We’re trying, but it’s hard, because Battle for Wesnoth 1.6 came out this weekend.

You know, this is why we won’t have a gaming console in our house. If we can get so hooked on a simple little turn-based fantasy game, can you imagine what would happen with real video games? You’d never read another word from us.

Moving on, there was much less squawking in the blogosphere over the San Diego Hotel Lottery this year, proving that humans are adaptable and they all comprehend matters now. When you ponder the fact that four-day passes sold out four months ahead of time, hotel rooms sold out four months ahead of time, and the wait list for exhibitors is estimated at two-three years, you see that the entire concept of “con spontaneity” has gone the way of the cassette tape. Despite all the struggle, we’re still looking forward to the show this year, as much as we ever have. Because there will be veins of pure fun to be discovered and mined. Plus, it will be our 25th San Diego in a row. (Aren’t we supposed to get an Inkpot for that?)

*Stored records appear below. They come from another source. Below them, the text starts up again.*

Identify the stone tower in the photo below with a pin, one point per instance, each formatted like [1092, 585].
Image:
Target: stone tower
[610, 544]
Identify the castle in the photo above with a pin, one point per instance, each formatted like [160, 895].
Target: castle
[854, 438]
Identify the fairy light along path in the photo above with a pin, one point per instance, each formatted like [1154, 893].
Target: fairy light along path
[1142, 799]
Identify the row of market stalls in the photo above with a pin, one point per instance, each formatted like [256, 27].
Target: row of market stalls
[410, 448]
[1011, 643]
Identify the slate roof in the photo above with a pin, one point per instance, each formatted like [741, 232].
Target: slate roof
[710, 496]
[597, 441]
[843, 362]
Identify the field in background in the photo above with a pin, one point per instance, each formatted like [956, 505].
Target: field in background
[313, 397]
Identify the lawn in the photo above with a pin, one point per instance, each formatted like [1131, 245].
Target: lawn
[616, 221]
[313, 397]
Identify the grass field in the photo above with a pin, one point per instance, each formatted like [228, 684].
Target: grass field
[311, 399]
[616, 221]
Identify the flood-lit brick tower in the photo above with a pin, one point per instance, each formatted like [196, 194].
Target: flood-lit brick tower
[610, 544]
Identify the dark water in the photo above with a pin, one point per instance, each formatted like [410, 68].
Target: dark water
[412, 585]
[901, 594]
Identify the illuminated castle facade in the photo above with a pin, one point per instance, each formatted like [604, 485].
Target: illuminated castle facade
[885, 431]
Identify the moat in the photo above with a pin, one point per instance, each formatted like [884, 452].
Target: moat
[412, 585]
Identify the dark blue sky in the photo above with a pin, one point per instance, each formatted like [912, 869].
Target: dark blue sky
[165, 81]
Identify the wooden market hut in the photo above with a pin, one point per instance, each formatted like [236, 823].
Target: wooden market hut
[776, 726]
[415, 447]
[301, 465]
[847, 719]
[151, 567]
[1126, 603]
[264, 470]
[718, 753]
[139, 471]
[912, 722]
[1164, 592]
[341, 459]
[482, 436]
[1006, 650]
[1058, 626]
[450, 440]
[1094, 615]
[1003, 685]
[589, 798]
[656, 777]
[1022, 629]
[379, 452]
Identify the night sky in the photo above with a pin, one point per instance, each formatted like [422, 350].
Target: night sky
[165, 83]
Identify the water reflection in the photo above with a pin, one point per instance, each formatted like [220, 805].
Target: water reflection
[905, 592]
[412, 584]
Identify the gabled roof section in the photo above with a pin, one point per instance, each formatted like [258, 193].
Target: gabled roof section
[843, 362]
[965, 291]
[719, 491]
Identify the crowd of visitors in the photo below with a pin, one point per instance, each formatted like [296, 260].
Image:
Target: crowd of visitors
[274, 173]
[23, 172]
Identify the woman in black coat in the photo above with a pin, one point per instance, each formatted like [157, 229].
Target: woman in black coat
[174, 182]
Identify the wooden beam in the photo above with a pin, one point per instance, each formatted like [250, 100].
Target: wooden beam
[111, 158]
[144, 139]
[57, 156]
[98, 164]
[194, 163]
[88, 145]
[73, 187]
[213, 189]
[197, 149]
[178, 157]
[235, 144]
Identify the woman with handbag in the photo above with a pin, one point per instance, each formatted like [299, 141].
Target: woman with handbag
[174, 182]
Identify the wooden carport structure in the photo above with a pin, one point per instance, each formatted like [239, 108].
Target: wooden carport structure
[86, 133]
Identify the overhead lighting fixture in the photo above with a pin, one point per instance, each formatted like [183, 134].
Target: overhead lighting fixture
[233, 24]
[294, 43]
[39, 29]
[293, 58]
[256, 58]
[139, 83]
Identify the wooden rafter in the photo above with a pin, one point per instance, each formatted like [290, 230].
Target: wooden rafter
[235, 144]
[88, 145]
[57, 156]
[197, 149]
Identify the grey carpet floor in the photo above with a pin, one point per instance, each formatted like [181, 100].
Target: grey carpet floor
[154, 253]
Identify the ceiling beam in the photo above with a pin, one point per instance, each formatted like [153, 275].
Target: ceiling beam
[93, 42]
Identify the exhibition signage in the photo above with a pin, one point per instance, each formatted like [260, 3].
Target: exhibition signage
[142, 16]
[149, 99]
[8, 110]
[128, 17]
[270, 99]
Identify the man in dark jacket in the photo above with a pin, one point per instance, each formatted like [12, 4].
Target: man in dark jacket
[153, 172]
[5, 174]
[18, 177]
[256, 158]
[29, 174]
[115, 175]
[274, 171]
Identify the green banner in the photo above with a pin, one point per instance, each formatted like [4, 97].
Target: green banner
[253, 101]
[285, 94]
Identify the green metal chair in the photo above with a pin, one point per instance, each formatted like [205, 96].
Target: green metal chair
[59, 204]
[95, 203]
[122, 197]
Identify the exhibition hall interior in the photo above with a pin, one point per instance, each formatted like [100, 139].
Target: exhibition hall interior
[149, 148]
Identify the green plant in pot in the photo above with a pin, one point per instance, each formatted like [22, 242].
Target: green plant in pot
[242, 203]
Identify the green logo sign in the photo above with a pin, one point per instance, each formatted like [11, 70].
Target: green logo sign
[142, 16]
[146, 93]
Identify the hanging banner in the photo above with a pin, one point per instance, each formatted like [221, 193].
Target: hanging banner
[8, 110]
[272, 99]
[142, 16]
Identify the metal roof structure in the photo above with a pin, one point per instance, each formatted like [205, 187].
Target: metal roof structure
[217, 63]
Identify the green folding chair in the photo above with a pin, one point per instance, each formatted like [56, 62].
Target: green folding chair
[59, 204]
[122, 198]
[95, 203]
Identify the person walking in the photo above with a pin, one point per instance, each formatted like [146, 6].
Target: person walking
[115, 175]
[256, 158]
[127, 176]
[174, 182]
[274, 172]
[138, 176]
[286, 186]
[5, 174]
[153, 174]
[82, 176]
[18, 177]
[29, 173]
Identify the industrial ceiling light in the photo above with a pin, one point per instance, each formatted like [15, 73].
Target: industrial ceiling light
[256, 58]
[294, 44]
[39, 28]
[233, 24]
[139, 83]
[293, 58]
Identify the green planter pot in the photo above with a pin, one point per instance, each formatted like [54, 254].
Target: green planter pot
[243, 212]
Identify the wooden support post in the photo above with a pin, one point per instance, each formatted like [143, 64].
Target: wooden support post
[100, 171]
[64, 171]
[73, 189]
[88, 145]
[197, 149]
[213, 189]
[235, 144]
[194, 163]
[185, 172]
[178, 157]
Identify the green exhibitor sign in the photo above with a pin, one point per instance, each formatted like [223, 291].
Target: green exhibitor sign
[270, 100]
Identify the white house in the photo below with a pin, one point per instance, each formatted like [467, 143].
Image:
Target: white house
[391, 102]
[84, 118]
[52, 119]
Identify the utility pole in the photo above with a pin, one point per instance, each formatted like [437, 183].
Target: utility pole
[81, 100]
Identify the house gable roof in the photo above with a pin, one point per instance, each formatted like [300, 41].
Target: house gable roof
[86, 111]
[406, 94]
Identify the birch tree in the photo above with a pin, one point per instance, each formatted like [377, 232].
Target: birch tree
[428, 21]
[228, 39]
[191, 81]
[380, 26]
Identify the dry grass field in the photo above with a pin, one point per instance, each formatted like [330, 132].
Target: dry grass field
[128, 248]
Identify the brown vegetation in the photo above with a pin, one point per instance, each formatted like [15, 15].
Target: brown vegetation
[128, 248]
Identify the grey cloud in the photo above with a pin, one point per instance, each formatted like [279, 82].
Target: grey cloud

Speaking of The Con, Mark Evanier has his annual commentary on why the show shouldn’t move to Vegas, and compares the economy of Comic-Con to the economy of CES, which is held in Vegas every year and was, at its height, even BIGGER (gasp!) than Comic-Con. He also has some very sensible advice about commuting to the show via the wonders of modern mass transit:

In the meantime, if you tried to get a room for San Diego this year and failed, do not despair. More rooms should become available so check the site from time to time…and ask around, look around. A lot of folks make multiple reservations, then cancel all or all but one. Some people book outside the convention reservation system and then, if and when they get a cheaper or more convenient room, they let the less desirable booking go.

You might also consider taking the train to San Diego for a day (as I suggested here) and I should append another tip. Many folks have told me of the joy and ease of using the San Diego trolley system to get from the train station to the con…or from outlying hotels and motels to the con. I’ve never taken it but everyone tells me it’s comfy and clean and reliable and cheap. Here’s a website where you can see where it wanders. The con also, of course, has shuttle buses from many close-by hotels that will get you to the convention center.

Which reminds us that Fantagraphics’ Jason Miles is just now getting around to putting up his pictures from SDCC ’08, which makes us think maybe we should put up the pictures from ’07 we never posted but…maybe not. It does, however, lend some credence to the metaphysical notion that somewhere, there is an eternal ur-Con going on, and we’re all stranded there in a time loop.


  1. When I used to live in Ocean Beach – I always thought that trolley was a hinderance because when they started to add more lines – a lot of dependable reliable buslines had to be cut and the one I that I used to take downtown to work was non-stop from Ocean Beach to downtown, nowadays you have to get off the bus to transfer to the trolley – and it’s just a major pain in the ass.

    That is – if I still lived there. But now, I’m a big boy and live in Brentwood.



  2. My wife has written up a list of reasons Vegas might not be a good fit for Comic-Con, based on the culture and layout of the city. Everything’s so much more spread out, and just trying to get to and from the monorail or a bus can take 30 minutes…plus all the mega-hotels and their restaurants, shops, etc. are focused on their big-wheel regular customers.